Source code for schrodinger.application.combinatorial_screen.combinatorial_screener

"""
This module contains the CombinatorialScreener class, which employs a
heuristic approach to identify subsets of combinatorial reactants that
are most likely to yield enumerated products with the highest dendritic
fingerprint similarities to a query.

Basic Algorithm
---------------

For the example reaction A + B + C --> ABC, the reactants in each of the 3
groups are ranked by decreasing Tversky similarity to the query, where the
Tversky weight for the reactant R is 1 and the Tversky weight for the query
Q is 0. In other words,

rank_score(R, Q) = ON(R & Q) / ON(R)

Where:

ON(R & Q) = Number of 'on' bits shared by reactant and query
ON(R) = Number of 'on' bits in reactant

This quantity is maximized when R is a substructure of Q.

Once the reactants have been ranked, limits NA, NB, NC on the ranked lists
are assigned to yield the subset S(NA, NB, NC) = A[0:NA] x B[0:NB] x C[0:NC],
where [0:N] is a Python slice.

If the minimum number of enumerated products desired is min_products, the
limits must be chosen such that NA * NB * NC >= min_products.

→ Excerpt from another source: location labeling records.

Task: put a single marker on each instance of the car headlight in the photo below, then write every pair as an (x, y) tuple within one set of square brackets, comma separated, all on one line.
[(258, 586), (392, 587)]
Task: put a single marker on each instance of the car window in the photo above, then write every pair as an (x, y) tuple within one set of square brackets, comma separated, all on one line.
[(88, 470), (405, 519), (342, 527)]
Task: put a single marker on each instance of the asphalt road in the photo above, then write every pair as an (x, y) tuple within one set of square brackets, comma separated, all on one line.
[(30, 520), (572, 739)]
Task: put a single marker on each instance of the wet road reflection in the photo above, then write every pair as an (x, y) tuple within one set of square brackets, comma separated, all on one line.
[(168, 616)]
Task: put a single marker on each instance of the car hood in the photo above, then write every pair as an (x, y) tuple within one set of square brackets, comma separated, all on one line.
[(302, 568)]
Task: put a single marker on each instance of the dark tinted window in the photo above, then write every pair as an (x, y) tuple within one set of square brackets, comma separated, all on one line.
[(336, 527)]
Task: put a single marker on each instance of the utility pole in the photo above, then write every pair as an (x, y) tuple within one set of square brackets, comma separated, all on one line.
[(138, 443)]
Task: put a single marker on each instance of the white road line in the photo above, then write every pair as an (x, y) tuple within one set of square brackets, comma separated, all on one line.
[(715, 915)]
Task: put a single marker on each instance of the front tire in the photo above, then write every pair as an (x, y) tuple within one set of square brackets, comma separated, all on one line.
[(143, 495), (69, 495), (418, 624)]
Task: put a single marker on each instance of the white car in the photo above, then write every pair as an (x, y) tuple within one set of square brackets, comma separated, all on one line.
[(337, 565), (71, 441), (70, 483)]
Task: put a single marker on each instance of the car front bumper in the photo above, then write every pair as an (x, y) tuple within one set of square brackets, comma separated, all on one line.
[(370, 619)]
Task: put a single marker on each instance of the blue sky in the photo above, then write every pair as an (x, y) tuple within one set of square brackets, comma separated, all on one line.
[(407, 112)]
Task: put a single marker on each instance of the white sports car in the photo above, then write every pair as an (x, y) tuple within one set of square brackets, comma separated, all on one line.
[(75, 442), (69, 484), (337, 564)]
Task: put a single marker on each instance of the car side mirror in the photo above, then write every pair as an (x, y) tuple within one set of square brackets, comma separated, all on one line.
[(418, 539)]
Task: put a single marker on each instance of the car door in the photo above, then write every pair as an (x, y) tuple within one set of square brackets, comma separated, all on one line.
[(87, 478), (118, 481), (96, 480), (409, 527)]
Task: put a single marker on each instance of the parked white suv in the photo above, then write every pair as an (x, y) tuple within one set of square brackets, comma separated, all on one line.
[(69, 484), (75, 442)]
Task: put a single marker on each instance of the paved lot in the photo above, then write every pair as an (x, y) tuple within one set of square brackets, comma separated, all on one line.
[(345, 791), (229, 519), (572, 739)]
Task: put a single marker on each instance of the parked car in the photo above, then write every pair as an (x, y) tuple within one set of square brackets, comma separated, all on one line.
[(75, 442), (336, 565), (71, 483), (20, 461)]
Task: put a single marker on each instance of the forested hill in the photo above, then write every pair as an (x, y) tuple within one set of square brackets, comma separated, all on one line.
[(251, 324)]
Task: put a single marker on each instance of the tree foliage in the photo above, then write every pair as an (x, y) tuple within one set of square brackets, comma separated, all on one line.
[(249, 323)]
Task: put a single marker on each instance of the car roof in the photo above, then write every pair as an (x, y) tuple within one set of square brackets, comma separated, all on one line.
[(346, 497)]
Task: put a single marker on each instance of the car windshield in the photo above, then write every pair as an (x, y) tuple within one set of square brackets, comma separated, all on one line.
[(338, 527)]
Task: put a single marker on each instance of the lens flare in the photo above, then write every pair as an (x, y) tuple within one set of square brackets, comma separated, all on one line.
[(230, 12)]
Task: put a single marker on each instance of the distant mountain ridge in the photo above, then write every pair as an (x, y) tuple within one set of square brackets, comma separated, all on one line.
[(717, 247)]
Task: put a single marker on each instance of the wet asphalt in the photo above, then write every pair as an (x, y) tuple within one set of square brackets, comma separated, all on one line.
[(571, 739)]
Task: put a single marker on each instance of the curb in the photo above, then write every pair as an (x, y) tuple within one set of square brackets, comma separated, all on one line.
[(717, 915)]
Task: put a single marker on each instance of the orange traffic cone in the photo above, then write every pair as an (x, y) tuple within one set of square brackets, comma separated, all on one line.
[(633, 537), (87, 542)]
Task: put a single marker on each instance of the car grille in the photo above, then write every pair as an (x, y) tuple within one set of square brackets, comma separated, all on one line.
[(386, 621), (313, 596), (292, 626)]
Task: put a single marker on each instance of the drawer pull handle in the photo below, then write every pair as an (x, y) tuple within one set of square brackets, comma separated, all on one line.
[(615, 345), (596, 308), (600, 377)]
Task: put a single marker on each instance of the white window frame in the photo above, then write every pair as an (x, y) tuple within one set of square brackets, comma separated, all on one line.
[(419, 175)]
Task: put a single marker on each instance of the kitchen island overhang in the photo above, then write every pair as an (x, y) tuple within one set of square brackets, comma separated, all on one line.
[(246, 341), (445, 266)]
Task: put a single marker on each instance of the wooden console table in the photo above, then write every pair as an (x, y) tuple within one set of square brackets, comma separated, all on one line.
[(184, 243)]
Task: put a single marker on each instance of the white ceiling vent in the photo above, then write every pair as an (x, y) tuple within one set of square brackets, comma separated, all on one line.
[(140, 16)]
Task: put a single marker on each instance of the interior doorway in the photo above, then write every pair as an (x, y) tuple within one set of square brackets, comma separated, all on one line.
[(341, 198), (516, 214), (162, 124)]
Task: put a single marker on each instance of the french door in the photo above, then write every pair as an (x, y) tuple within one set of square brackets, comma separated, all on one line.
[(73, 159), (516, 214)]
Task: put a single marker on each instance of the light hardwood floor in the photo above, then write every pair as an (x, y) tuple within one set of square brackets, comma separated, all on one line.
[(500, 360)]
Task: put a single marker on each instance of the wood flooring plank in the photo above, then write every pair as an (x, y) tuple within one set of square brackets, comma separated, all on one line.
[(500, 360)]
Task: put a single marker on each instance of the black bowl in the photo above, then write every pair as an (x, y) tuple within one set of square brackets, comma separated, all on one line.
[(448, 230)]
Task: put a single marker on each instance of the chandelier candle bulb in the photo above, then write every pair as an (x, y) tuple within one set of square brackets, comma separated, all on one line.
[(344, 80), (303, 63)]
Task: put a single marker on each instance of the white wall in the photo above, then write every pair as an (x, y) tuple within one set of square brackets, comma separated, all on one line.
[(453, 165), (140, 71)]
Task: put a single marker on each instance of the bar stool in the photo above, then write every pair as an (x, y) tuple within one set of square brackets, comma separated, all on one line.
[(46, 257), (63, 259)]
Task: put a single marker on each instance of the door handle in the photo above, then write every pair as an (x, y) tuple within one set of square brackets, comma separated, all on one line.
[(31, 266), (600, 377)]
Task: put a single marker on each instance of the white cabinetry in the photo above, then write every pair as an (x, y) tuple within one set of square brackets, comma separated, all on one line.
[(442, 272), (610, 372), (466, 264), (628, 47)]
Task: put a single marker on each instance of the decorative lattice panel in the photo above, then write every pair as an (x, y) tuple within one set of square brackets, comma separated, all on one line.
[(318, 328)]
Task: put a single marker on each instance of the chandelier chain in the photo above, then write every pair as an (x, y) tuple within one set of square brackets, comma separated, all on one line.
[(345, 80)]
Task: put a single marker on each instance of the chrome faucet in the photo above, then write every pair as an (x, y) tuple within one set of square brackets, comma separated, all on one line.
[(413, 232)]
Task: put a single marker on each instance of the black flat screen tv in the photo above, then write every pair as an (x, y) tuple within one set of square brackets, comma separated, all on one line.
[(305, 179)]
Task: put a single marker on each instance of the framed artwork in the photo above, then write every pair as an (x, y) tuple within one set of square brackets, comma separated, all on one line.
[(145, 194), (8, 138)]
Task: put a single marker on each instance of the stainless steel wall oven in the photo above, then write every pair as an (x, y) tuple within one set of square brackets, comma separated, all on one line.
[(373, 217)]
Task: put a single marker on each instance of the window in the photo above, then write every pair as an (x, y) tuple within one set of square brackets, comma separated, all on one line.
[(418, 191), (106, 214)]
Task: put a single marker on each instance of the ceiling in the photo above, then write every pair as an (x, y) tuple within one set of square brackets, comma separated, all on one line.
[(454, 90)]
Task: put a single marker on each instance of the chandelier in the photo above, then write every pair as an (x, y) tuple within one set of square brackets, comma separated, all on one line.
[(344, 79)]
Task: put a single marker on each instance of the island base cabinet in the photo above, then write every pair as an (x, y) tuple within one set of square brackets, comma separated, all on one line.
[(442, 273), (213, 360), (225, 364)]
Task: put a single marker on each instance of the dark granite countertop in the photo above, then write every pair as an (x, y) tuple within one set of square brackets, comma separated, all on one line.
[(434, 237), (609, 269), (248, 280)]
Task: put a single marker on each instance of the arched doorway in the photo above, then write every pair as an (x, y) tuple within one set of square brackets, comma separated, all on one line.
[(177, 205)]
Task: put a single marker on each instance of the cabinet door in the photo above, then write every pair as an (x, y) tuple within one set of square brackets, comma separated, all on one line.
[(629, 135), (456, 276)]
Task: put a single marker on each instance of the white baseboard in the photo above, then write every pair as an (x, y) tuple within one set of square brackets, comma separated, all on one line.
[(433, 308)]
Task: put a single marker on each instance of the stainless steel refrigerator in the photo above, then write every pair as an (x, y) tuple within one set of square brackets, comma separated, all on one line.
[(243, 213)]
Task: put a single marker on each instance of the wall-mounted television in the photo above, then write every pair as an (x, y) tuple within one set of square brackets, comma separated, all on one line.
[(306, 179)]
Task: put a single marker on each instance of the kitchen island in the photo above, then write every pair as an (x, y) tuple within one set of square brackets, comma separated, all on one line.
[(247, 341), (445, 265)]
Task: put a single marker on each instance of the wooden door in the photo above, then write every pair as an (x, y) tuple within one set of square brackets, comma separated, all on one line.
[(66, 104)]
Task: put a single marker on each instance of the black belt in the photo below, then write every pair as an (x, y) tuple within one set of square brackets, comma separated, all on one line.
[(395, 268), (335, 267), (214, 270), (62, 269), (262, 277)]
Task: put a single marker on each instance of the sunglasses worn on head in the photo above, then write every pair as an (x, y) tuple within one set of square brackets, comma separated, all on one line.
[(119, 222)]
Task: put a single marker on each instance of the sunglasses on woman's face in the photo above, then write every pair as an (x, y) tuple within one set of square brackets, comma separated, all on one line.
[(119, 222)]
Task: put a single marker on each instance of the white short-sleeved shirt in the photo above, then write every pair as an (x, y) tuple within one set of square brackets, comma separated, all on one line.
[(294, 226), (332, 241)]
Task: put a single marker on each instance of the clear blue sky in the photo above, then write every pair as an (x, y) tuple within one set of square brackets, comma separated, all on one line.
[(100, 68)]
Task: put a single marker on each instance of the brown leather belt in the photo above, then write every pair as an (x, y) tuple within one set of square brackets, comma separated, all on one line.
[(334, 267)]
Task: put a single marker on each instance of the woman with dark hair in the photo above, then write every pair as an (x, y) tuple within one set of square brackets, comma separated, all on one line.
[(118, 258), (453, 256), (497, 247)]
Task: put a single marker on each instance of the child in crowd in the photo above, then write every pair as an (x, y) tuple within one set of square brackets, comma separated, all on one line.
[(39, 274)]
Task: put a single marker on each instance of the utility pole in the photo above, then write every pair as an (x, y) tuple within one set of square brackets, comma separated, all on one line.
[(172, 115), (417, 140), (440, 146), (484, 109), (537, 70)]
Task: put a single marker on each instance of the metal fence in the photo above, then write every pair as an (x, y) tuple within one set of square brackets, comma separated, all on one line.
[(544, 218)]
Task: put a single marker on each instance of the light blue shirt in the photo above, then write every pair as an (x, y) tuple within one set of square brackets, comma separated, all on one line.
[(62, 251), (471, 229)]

NA, NB, NC are arrived by setting them to 1 and then performing a systematic
exploration of larger values with the goal of identifying combinations of
reactants whose logical OR fingerprints yield the highest similarities to
the query. In the case of dendritic fingerprints, the logical OR similarities
correlate strongly with similarities computed from the enumerated products,
so this is a good approximation that avoids enumeration of S(NA, NB, NC) as
the limits are varied.

A rough outline of the procedure is as follows::

    1. Set NA = NB = NC = 1
    2. if NA * NB * NC >= min_products, we are done
    3. sim_best = 0, R_best = None
    4. for R in (A, B, C):
           NR += 1  # Temporarily add new reactant R_new
           for each (a, b, c) in S(NA, NB, NC), where R_new is in (a, b, c)
               FP_abc = FP(a) | FP(b) | FP(c)  # Logical OR fingerprint
               sim = Tanimoto(FP_abc, FP_query)
               if sim > sim_best:
                   sim_best = sim
                   R_best = R
            NR -= 1  # Remove new reactant
    5. NR_best += 1  # Expand limit to include best new reactant
    6. Go to step 2

This approach is superior to assigning equal limits, such as (10, 10, 10)
if 1000 products are desired. In many cases, the algorithm finds limits that
are quite ragged, such as (2, 50, 10), and the enumerated compound with the
highest similarity to the query is found at some non-obvious position, such
as (1, 45, 7).

Copyright Schrodinger LLC, All Rights Reserved.
"""

import itertools

import numpy

from schrodinger.application.combinatorial_screen import \
    fingerprint_utils as fp_utils
from schrodinger.infra import canvas
from schrodinger.infra import phase

# MAX_COMBOS is used to assign a default upper bound on the size of each of
# the N reactant subsets:
#
# max_reactants = MAX_COMBOS ** (1/N)
#
# For example, if there are 3 reactants, the upper bound would be 100, which
# means the reactant subset limits would top out at (100, 100, 100). This is
# done to force the exploration of all dimensions of the reactant subspace in
# cases where there's a natural tendency to keep one or more dimensions very
# small. So instead of getting limits like (1, 320, 313) when 100,000 products
# are requested, we would get limits like (10, 100, 100). The advantages of
# of this approach are that it prevents step 4 in the above algorithm from
# becoming painfully slow, and it tends to increase the number of successfully
# enumerated products for the same total number of reactant combinations.
MAX_COMBOS = 1000000


[docs]class CombinatorialScreener: """ Identifies subsets of combinatorial reactants that are most likely to yield products with the highest dendritic Tanimoto similarities to a query. """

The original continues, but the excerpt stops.